Not long ago, I ran a 45-minute rapid audit for the website of a Door and Frames supply manufacturer and discovered a vulnerability that allowed an attacker to modify the website which would deliver an infected PDF file to every site visitor. Breaking it down, any visitor who didn’t have an updated Adobe reader could be compromised. After contacting the web master I learned he didn’t feel the need to fix it or insert any protection.

“If I’m paying my outsourced IT group several hundreds of dollars a month, I assume they’re taking care of my security as well since it falls under IT. No one will hack my site because there’s nothing valuable on it,” said the owner of Doors and Frames.

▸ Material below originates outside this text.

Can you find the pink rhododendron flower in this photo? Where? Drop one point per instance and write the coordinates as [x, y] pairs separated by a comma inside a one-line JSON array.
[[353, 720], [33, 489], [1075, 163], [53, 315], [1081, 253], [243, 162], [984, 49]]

The common theme in the industry is that providers have adopted a “sweep the incident under the rug” attitude as a best practise without advising the client. The hope is that it will go away. That assessment may be too harsh. Most developers are still making the transition from basic web development to a more secure built-in security development.

In the interim, directors and owners are caught staring like a “deer in headlights”.

Small businesses are the perfect victims for the unscrupulous and this is directly linked to a small, and sometimes non-existent security budget. The unscrupulous are not after your information but want to use your systems as the middle man to break into others and more likely a mega-companies’ systems with more to lose.

In other words, they are using your network to frame you.

The big problem for the unwilling and unknowing middle man is that when a security forensic team shows up and uncovers what happened, law enforcement will be paying you a visit since it was your system, or someone you employ, that have been led to believe committed the crime.

Many small businesses are simply not aware of how vulnerable their sites are to hackers. While developers in the past were not trained to build in security, their roles are changing. More certified training is being offered, which lays the basic foundation required by all developers to produce applications with greater stability, posing lesser security risks to the end-user.